Does movie-making really pay the bill for you or there is what some people call side hustle for you too?
Yes, it does to some extent for now; but my first job as a construction engineer pays the bulk of my bills for now.
Who challenges you most in the movie industry when it comes to script delivery and interpretation?
The truth is I will always have something to learn from every actor I look up to. They all have their different uniqueness both in character interpretations and their normal way of life.
You have a friendly personality; how do you cope with advances from ladies who like to have a piece of you?
I am married, and I have kids. I keep my family at the utmost part of my heart. I have a friendly personality so I make sure it doesn’t go beyond that.
You have an English name and one would have expected you to be in the core sector of Nollywood; how do you feel?
I do both English and Yoruba movies. My name is Kelvin Kolawole Obazee popularly called Obatidey Kelvin, so there is a Yoruba name among my names. I’ve been in two English cinema movies this year.
People say Yoruba movies are badly subtitled, but some of you have a good command of the English Language. How do you feel when bad subtitling casts a doubt on your professional competence?
Why don’t the people that are quick to pass such judgment concentrate on the movies that are correctly subtitled? At least you can’t pass your judgment based on just a few movies in which you find slight typographical errors.
With the number of years you have spent in the industry, would you say you have truly come of age as an actor?
I have come of age and I am happy about the way things are shaping up. I am fulfilling my dream.
Tell us about your growing up days and the life you envisioned as a young man?
I was born in Benin City, Edo State but grew up in Akure in Ondo State. Those that know me well during my childhood days will tell you that I’ve always been an entertainment person. From my early days in church as a drummer, to playing the keyboard, I have been involved in entertainment for a long time; I was also in the church drama group. I was a dancer and a singer. I released my first music album as far back as 2001. Entertainment has been a big part of me, so you see why becoming a professional actor was made a bit easy for me.

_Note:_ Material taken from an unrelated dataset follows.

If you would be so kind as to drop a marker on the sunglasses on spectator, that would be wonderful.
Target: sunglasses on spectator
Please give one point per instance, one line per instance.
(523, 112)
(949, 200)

People say they don’t usually cast you in movies as much as your colleagues because you are picky with scripts and jobs. Not many of your colleagues do this. What’s responsible for this?
It’s simple! We all are building a brand especially those of us at the early stage of our career. Being intentional with your craft should be sacrosanct or else you would become a stereotype. Yes I am picky for now, when the time comes we will reassess what is needed.
How has life as an actor been?
I can say that I am grateful to God for making things running smoothly. It has been a fantastic journey. I haven’t really seen anything as challenging, the passion supersedes all for me.
What’s your latest movie project and how have you been sourcing for funds to push it?
My latest project is Ajaga, the one I co-produced with Yetunde Oyinbo. The fund I make from movie-making is what I push back into it.
If you have not been an actor, what would you have been?
I am a construction engineer and I would have remained one, if acting had not been in the picture.